Bishop Deshotel of the Diocese of Lafayette states, “Fete Dieu du Teche has become an annual celebration in commemoration of the arrival of the first Acadians from what is now Nova Scotia.  They were the first examples of ethnic cleansing in the New World when they were forced to leave their homes and go into exile because of their Catholic Faith at the end of the French and Indian War. A large number of them found their homes in South Louisiana which was Catholic and French. Many settlements were established along the Teche river where they built Churches, homes and a new life.

We stay in Arnaudville, Louisiana five weeks of the year, spread throughout the year; our place in Arnaudville is on Bayou Teche and half a block from the church. We watched the French mass via live stream then walked down to the landing site at the church to participate in the ceremony.

It was simply beautiful to see the boats coming around the bend, down the bayou, slowly making their way to the landing site. The boats tied up along the bank, the procession made its way to the top of the hill, and the Rosary began. From The Daily Iberian:

Father Michael Champagne, organizer of the event said, “Having a Eucharistic Procession by boat on the waters of the Teche rather than by foot in the streets makes a lot of sense. Fête-Dieu du Teche on the Feast of the Assumption recalls our rich Acadian history and, in a way, re-enacts the journey made by the Acadians over 250 years ago.”

Champagne said that having a boat procession with the Blessed Sacrament and a statue of the Assumption involving priests, religious and laity is basically what happened in 1765: “In order to serve the Acadian settlers in the Attakapas district, Father Jean-Louis de Civrey accompanied the Acadians on their journey down the Bayou Teche. Father de Civrey became the first resident priest.

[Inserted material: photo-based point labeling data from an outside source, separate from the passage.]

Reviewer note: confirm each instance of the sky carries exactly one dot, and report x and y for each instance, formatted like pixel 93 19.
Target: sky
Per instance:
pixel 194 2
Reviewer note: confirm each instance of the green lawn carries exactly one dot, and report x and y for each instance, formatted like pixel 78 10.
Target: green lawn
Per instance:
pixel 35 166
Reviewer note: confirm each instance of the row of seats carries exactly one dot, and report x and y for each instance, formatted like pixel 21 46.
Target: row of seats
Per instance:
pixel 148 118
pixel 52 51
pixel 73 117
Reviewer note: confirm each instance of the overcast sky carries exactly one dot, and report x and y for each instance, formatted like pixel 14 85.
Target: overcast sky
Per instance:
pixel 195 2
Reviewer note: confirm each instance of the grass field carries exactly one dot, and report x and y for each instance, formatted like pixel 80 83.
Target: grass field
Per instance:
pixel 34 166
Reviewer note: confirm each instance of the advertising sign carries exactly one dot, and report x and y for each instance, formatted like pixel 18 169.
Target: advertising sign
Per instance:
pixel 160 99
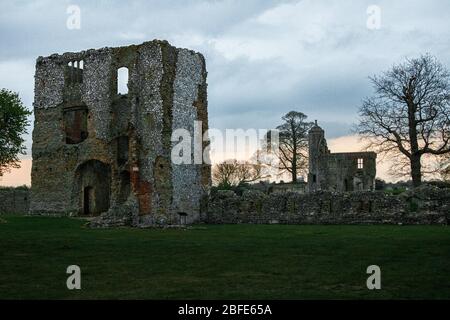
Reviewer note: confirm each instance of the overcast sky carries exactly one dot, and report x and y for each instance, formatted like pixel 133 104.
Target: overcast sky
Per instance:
pixel 264 58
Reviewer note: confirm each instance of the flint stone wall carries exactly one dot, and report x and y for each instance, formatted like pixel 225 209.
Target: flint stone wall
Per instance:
pixel 14 200
pixel 422 206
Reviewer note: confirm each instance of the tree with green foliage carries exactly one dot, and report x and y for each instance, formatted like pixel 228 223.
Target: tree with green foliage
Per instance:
pixel 13 124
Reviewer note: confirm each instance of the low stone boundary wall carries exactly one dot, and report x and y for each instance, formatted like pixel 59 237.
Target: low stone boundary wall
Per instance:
pixel 14 200
pixel 422 206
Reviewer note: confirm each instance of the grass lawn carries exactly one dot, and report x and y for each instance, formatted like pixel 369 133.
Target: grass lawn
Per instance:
pixel 221 261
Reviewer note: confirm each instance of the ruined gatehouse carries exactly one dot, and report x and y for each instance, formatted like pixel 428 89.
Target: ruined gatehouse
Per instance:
pixel 341 172
pixel 102 150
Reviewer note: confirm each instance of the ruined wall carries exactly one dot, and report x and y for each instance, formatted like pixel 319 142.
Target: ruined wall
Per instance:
pixel 346 171
pixel 345 175
pixel 14 200
pixel 129 134
pixel 422 206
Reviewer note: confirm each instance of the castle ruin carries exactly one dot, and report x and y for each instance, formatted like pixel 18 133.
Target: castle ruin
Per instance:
pixel 341 172
pixel 98 150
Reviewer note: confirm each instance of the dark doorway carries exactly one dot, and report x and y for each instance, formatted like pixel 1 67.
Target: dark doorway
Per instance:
pixel 183 218
pixel 88 197
pixel 92 188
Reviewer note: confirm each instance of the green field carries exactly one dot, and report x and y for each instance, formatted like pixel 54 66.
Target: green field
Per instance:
pixel 221 261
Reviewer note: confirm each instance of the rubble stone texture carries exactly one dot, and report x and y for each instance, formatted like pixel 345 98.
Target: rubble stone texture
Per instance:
pixel 424 205
pixel 97 152
pixel 347 171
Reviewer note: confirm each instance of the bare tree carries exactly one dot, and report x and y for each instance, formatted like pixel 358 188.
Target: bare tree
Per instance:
pixel 233 173
pixel 293 143
pixel 408 117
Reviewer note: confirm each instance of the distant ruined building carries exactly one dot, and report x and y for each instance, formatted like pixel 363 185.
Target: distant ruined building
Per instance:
pixel 99 151
pixel 346 171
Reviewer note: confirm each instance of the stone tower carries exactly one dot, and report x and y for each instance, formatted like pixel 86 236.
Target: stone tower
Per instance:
pixel 344 171
pixel 98 151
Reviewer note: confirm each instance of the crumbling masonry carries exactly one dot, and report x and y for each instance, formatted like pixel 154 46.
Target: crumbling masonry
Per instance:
pixel 98 152
pixel 340 172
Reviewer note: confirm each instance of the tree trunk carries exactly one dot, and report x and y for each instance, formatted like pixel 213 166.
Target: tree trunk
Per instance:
pixel 294 173
pixel 416 169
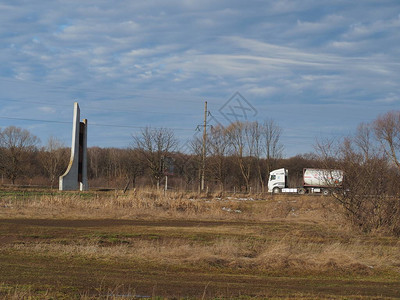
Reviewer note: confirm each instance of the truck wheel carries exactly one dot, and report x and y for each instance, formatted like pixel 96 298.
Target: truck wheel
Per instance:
pixel 301 191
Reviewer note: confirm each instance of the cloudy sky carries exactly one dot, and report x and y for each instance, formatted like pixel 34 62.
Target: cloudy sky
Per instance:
pixel 318 68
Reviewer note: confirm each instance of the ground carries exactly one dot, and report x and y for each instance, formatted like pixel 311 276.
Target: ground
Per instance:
pixel 53 249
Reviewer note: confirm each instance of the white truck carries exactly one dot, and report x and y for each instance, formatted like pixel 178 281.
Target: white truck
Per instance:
pixel 314 181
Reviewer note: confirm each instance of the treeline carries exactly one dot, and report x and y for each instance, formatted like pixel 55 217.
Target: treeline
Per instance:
pixel 238 158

In his records, he refers to his new home as ‘la nouvelle Acadie’ and his new parish ‘l’Eglise des Attakapas’ and later, l’Eglise St. Martin de Tours. It is believed that St. Martinville is named after the church.”

During Fête-Dieu du Teche, the Blessed Sacrament will be carried on an altar under a canopy on the lead boat. Another boat will carry the statue of the Assumption of the Blessed Virgin Mary. This year will feature a St. Joseph boat as well as a boat carrying relics of the saints. The procession will stop and disembark at makeshift altars along the Teche for recitation of the Rosary and Benediction of the Blessed Sacrament. 

I felt truly blessed to be able to participate in this and I will definitely return next year. If you want to watch any of the live streams, including the French mass or the procession down the Bayou Teche, be sure to check out the Facebook page here. There are also nice, short videos about incense, relics, the monstrance, and other pieces.

Pat Austin blogs at And So it Goes in Shreveport and at Medium; she is the author of Cane River Bohemia: Cammie Henry and her Circle at Melrose Plantation. Follow her on Instagram @patbecker25 and Twitter @paustin110.

  1. Pod Hamp says:

    It is heartening to see religious celebrations out in the open, rather than being hidden from public view. I’m glad that all religion hasn’t been relegated to the indoors. And I’m seriously impressed with those priests wearing heavy robes in what was undoubtedly a hot, muggy day.